Uma das presenças mais aguardadas na segunda Bienal de Quadrinhos era a de Gaetano "Tanino" Liberatore, o brilhante desenhista de Ranxerox, provavelmente o quadrinho mais violento da década de 80 - e olha que a disputa pelo título era briga de cachorro grande. Italiano e profundo conhecedor de anatomia humana, como Milo Manara (que, assim como os sutiãs, é mais chegado à anatomia feminina), a exposição dos seus originais criou uma espécie de concurso informal entre os desenhistas profissionais e wannabe para tentar descobrir as técnicas utilizadas para capturar todo aquele realismo. Dizia-se que até batom e maquiagem ele colocava no papel para conseguir certos efeitos. Em uma palestra, Lourenço Mutarelli, ganhador do prêmio de melhor história da primeira Bienal, perguntou:

- Quando você termina de desenhar uma página, também dá um murro em cima do papel e grita, 'Parla, parla!'?

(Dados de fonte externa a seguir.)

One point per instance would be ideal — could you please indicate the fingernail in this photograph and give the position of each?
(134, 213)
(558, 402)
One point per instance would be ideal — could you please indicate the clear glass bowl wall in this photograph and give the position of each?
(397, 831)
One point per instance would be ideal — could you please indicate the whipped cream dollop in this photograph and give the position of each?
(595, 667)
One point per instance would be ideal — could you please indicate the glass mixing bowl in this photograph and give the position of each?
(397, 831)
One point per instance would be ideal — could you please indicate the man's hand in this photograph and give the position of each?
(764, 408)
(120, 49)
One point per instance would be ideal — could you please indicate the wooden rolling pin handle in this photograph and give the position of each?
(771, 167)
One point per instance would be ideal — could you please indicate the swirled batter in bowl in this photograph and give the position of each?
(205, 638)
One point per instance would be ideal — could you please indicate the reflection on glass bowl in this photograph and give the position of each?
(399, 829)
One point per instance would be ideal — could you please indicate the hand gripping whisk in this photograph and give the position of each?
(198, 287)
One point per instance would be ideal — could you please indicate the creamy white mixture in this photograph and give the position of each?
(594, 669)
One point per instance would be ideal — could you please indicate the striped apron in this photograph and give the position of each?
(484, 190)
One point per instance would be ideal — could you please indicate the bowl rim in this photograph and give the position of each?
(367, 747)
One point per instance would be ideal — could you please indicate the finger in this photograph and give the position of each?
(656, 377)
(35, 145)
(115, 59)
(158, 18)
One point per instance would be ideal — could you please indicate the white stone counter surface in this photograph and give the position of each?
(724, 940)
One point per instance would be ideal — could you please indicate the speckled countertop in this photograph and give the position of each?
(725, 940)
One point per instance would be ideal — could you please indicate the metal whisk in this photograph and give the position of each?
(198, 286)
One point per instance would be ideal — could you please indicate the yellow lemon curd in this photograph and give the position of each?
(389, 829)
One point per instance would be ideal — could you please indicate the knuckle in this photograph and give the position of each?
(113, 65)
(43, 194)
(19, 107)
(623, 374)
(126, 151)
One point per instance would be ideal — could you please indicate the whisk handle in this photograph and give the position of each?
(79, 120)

Mas isso foi depois que todo mundo sacou que ele era sangue bom. Antes, apesar do belo bronzeado e do ar de folgada simpatia transmitido por um sorriso largo, ainda tínhamos um pé atrás, afinal, tratava-se do autor de uma história em que um ciborgue espanca metade de um bar com um telefone público recém-arrancado da parede... Enquanto procurávamos a melhor hora de pegar seu autógrafo, vi-o entrar num botequim em frente ao Centro Cultural dos Correios, sede do evento. Ferrou, pensei com as minhas revistas, desenhando os quadrinhos que desenha, no mínimo ele vai sair lá de dentro com uma caipirinha, se não vier coisa pior, e aí melou o autógrafo. Para nossa surpresa e felicidade, saiu com um guaraná, chupando de canudinho! Poucas vezes lembro de ter mudado tão rápido minha idéia sobre alguém, e como Liberatore já se adaptara completamente ao gentio local, pouco depois estava de papo na nossa rodinha, na escadaria em frente aos Correios... Voltamos correndo para mostrar o troféu reluzente a um amigo, dono de uma loja de quadrinhos aberta naquele ano, e que tinha um stand na Bienal: "Liberatore, cara, Liberatore!". Pô, legal, hein, dizia ele, enquanto fazia que sim com a cabeça, o beiço esticado para frente. Foi a gente desviar para a esquerda, saindo do seu alcance, que ele perguntou à quem estava mais à mão:

- Quem é esse Liberatore?

A melhor resposta tinha sido dada pelo próprio, naquela mesma palestra:

- Io sono una personna piu dolce.

O velhinho é demais

Os produtores do documentário em 3 partes sobre Will Eisner seria exibido pela Tv Senac acharam por bem trazê-lo para a pré-estréia, haja vista a imensa amizade que se estabelecera entre eles e o cartunista norte-americano, e o gosto que Eisner não era de hoje nutria pelo Brasil (era a quarta ou quinta vez que ele nos visitava). Nada disso seria de se admirar se Eisner fosse um músico novato estreando em Free Jazz, ou um videomaker dinamarquês só conhecido por quem lê suplemento cultural de jornal paulistano com lupa, e não o maior verbete de qualquer enciclopédia de histórias em quadrinhos publicada nos EUA - e em mais algumas da Europa. Costuma-se compará-lo a Orson Welles, pela revolução da narrativa que ambos realizaram em seus respectivos campos de trabalho, Welles com Citizen Kane; Will Eisner com The Spirit, mas eu diria que Eisner vai mais longe: ele seria o Chaplin dos quadrinhos, alguém que atuou nos primórdios, tanto ajudando a definir o próprio caráter - e a cara - do meio quanto subvertendo-o ao mesmo tempo, descobrindo todas as possibilidades que ele oferecia. Eisner criou The Spirit mais como um comentário do que propriamente um modelo de super-herói em 1940 e produziu histórias semanais de 7 páginas até 1952, contando com a ajuda de um estúdio no período em que esteve na guerra. Largou os quadrinhos para só voltar em 77, quando ajudou a formatar o mercado para um novo gênero, o graphic novel. Desde então, criou umas 20 graphic novels, algumas com mais de 100 páginas, entre elas seu livro de memórias. Aos 83 anos, lépido, bem humorado, ainda produzindo uma página completa por dia (roteiro, desenho, arte-final e letras!), é um prazer para Eisner dar autógrafos à uma das poucas filas em que estive onde dizer que havia gente de todas as idades não era mera figura de linguagem. Disse-lhe que faziam 8 anos que eu havia pego seu primeiro autógrafo.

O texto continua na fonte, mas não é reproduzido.